Home-page: https://github.com/allenyummy/KeyExtractor.git
Author: Yu-Lun Chiang
Author-email: chiangyulun0914@gmail.com
License: UNKNOWN
Download-URL: https://github.com/allenyummy/KeyExtractor/archive/refs/tags/0.1.1.dev3.tar.gz
Platform: UNKNOWN
Classifier: Development Status :: 2 - Pre-Alpha
Classifier: Intended Audience :: Science/Research
Classifier: Intended Audience :: Developers
Classifier: Topic :: Software Development :: Build Tools
Classifier: Topic :: Scientific/Engineering :: Artificial Intelligence
Classifier: License :: OSI Approved :: MIT License
Classifier: Operating System :: Microsoft :: Windows
Classifier: Operating System :: Unix
Classifier: Operating System :: MacOS
Classifier: Programming Language :: Python :: 3.7
Classifier: Programming Language :: Python :: 3.8
Requires-Python: >=3.6
Description-Content-Type: text/markdown
Requires-Dist: torch (==1.7.1)
Requires-Dist: flair (==0.8.0post1)
Requires-Dist: transformers (==4.5.0)
Requires-Dist: ckip-transformers (==0.2.3)
Provides-Extra: spa
Requires-Dist: spacy (==3.0.6) ; extra == 'spa'
Requires-Dist: spacy-transformers (==1.0.2) ; extra == 'spa'
Provides-Extra: test
Requires-Dist: pytest (==6.2.3) ; extra == 'test'
Requires-Dist: pytest-mock (==3.5.1) ; extra == 'test'
Requires-Dist: pytest-cov (==2.11.1) ; extra == 'test'

[![PyPI - Python](https://img.shields.io/badge/python-3.6%20|%203.7%20|%203.8-blue.svg)](https://pypi.org/project/KeyExtractor/)
[![PyPI - License](https://img.shields.io/badge/license-MIT-green.svg)](https://github.com/allenyummy/KeyExtractor/blob/main/LICENSE)
[![PyPI - PyPi](https://img.shields.io/pypi/v/KeyExtractor)](https://pypi.org/project/KeyExtractor/)
<!-- [![Build](https://img.shields.io/github/workflow/status/MaartenGr/keyBERT/Code%20Checks/master)](https://pypi.org/project/keybert/) -->
<!-- [![Open In Colab](https://colab.research.google.com/assets/colab-badge.svg)](https://colab.research.google.com/drive/1OxpgwKqSzODtO3vS7Xe1nEmZMCAIMckX?usp=sharing) -->

# KeyExtractor
KeyExtractor 是一個十分簡單且好用的關鍵字詞抽取器，該模組透過 Transformer-based 模型，以零訓練的方式，抽取中文文件之關鍵字詞，無需標記資料與GPU資源即可操作。

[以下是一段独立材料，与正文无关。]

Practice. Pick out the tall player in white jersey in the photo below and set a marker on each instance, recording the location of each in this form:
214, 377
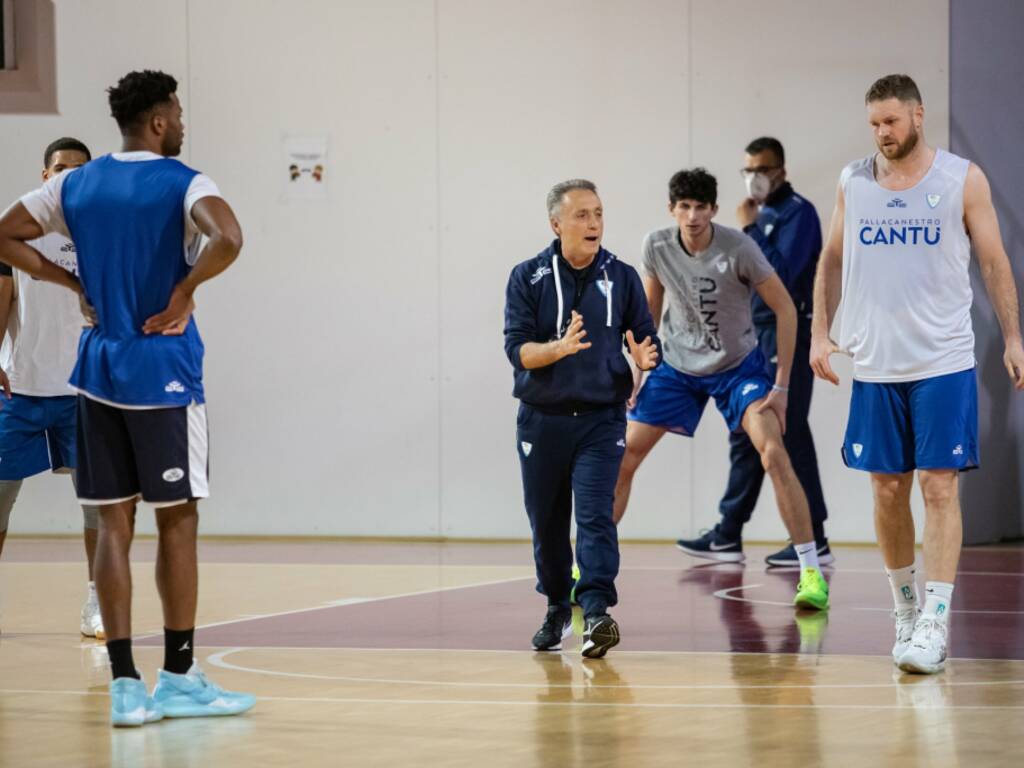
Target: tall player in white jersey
40, 325
897, 254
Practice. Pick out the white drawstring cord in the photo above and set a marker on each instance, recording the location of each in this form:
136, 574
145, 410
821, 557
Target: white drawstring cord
607, 298
558, 290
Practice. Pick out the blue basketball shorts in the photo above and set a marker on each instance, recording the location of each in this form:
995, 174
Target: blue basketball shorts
36, 434
675, 400
925, 424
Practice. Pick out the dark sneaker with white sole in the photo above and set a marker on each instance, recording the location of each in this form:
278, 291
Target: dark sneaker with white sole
557, 625
713, 546
786, 557
600, 634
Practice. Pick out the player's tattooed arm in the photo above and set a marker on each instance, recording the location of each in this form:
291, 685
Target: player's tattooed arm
827, 292
6, 297
216, 220
983, 226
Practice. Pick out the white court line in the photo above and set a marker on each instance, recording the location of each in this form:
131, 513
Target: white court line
600, 705
726, 594
619, 652
218, 659
710, 567
345, 601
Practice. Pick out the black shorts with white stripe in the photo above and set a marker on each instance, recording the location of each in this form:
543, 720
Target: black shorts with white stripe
160, 454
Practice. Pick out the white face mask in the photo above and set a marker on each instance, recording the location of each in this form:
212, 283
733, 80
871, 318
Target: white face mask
758, 186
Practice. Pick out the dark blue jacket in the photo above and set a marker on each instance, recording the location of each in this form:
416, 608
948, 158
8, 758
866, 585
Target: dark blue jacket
788, 233
599, 375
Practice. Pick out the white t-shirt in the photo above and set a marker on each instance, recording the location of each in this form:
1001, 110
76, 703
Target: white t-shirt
906, 290
44, 204
41, 341
40, 359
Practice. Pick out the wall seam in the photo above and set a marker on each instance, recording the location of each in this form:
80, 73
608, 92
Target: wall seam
438, 244
689, 163
188, 70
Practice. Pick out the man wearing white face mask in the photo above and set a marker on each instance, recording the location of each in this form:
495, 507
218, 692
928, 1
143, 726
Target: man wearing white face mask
786, 228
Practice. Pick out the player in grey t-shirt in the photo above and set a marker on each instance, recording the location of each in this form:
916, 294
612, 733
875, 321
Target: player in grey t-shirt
708, 273
708, 324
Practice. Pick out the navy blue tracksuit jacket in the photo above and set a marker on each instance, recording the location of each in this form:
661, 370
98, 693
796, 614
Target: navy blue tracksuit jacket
788, 232
570, 430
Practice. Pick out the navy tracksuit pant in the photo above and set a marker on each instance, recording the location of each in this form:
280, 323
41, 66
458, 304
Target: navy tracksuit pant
566, 457
747, 474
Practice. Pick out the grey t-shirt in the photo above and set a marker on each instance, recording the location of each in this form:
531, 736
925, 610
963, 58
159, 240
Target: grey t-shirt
707, 327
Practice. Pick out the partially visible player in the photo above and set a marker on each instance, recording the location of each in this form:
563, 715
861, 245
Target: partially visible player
705, 275
136, 219
898, 251
40, 324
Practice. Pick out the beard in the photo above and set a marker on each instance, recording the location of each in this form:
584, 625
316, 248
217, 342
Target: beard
902, 148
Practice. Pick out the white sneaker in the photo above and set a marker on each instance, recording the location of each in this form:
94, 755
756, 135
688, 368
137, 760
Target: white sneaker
92, 622
905, 621
927, 653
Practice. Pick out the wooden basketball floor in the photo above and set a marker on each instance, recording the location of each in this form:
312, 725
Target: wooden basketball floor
395, 654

KeyExtractor performs keyword extraction for chinese documents with state-of-the-art transformer models without training and labeled data.

<a name="toc"/></a>
## Table of Contents
* [About the Project](#about)
* [Getting Started](#gettingstarted)
    * [Installation](#installation)
    * [Example](#example)
    * [Basic Usage](#usage)
    * [Tokenizer](#tokenizer)
    * [Embeddings](#embeddings)
    * [Logger](#logger)

<a name="about"/></a>
## About
[Go Back](#toc)

在企業即將滿第一個年頭，感受到的文化與學術界差異甚大，比如說在中研院時，大家追求的是更好更完善的模型或演算法，為了能夠與經典論文上的模型或演算法較勁，大家無不使用相同、公開且乾淨的標記資料集，並實作自己的模型，跑出各種實驗數據，證明模型之間的優劣勝敗。有趣的是，彼此差距往往在不到 1% 之內，不難想像為何那麼難投稿上頂尖研討會了吧！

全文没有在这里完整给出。